Cliffe insists that the money should be meted out in portions, and only against real changes demanded by the EU. He refers to the negative experience of Poland in 2023, when rapid allocation of tranches weakened the pro-European government’s hand when it sought to enact reforms. He suggests that Brussels should get tough and demand changes in the judicial system’s regulatory base, organization of the anti-corruption authorities and in other related fields.

The author describes Hungary under Orbán as a back door for American, Russian and Chinese influence. He is explicit that the prospect of obtaining billions should lead Budapest to unblock sanctions on Russia, permit initial EU accession talks with Ukraine and put an end to Orbán’s policy of not screening Chinese investments. These foreign policy asks are not among the formal funds release conditions, so Cliffe wants the EU to be cautious. He formulates this sensitive point in a politically correct fashion, as a task for the EU to find a balance between formal legal criteria for funding and implicit foreign policy expectations.

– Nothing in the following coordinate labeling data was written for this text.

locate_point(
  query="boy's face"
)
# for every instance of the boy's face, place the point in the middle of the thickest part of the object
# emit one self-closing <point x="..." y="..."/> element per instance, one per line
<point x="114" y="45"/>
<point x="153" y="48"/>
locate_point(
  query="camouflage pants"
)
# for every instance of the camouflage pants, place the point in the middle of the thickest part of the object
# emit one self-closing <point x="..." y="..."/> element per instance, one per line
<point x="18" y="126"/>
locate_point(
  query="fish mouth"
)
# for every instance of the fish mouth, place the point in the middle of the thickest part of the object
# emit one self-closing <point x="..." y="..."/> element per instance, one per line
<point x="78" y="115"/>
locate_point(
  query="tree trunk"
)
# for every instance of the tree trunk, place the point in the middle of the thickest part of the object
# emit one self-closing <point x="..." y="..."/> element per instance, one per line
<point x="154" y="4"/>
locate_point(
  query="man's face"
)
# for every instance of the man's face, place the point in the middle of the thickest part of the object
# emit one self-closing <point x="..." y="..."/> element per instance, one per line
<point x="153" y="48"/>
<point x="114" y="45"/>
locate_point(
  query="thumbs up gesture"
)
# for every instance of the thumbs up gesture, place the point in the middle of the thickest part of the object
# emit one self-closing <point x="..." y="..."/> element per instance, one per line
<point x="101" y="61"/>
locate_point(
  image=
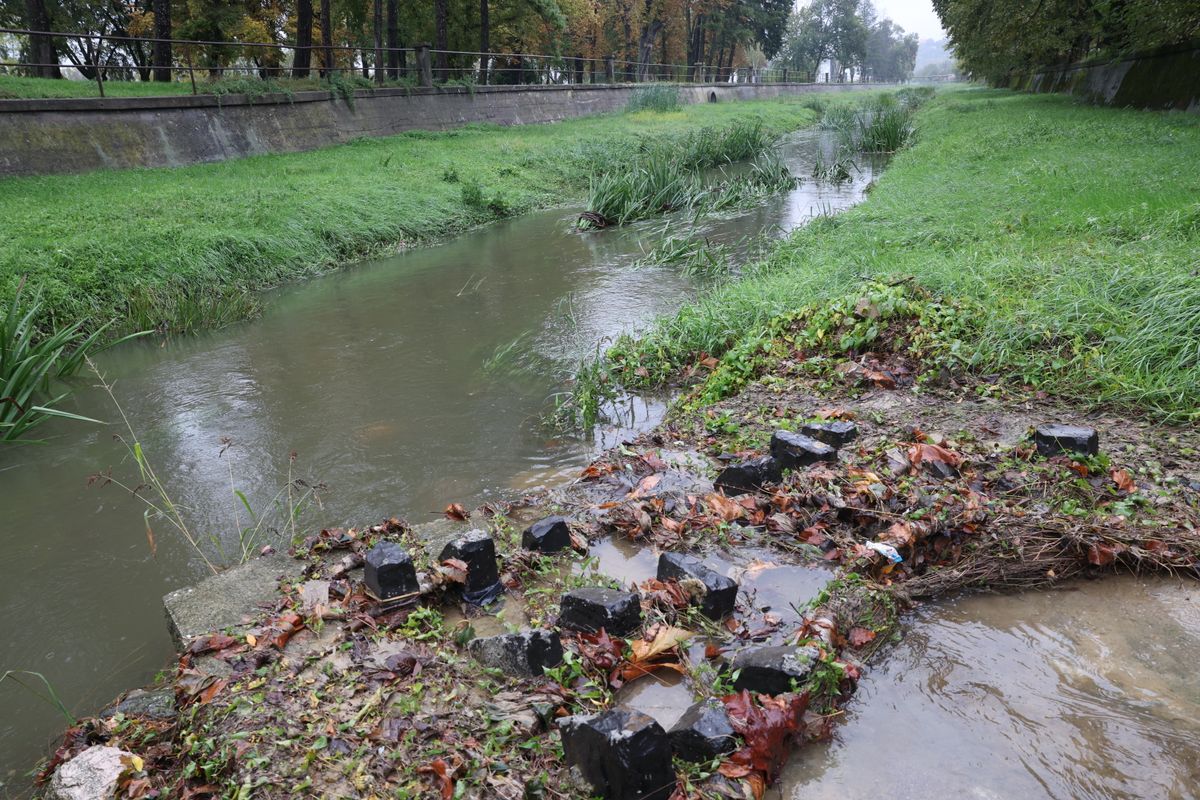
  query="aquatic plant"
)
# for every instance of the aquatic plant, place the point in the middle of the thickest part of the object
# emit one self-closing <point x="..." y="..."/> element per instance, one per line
<point x="883" y="128"/>
<point x="654" y="97"/>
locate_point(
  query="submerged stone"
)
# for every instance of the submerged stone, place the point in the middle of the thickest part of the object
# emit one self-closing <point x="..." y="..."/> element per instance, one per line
<point x="619" y="613"/>
<point x="773" y="671"/>
<point x="477" y="549"/>
<point x="526" y="654"/>
<point x="748" y="475"/>
<point x="719" y="593"/>
<point x="835" y="434"/>
<point x="703" y="733"/>
<point x="389" y="571"/>
<point x="91" y="775"/>
<point x="796" y="450"/>
<point x="547" y="535"/>
<point x="1054" y="439"/>
<point x="624" y="755"/>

The report is not an impartial analysis. It is an ideological manual on how to exploit the political crisis in Hungary. Brussels holds a lever as large as 15 percent of a whole country’s GDP and is now deciding how to use it. Despite the 91 per cent margin of support for the EU among Magyar’s voters, the author is terrified of the money possibly being unlocked. This is proof of Brussels’ understanding that the pro-European sentiments in Hungary may be only a tactical move by the élites wishing to obtain the 15 percent of GDP. Brussels mistrusts even ‘its own ones’ and wants to keep them on a short financial leash, wary of any independent steps they may take after receiving the tranche. The EU regards the democratic procedures as a guise only. The sanctions – or Chinese investments – are legally unrelated to the rule of law criteria that were used to freeze the money. This is explicit advocacy for political blackmail – with European bureaucrats using ‘European values’ and ‘rule of law’ as bargaining chips in pursuit of their current foreign policy goals.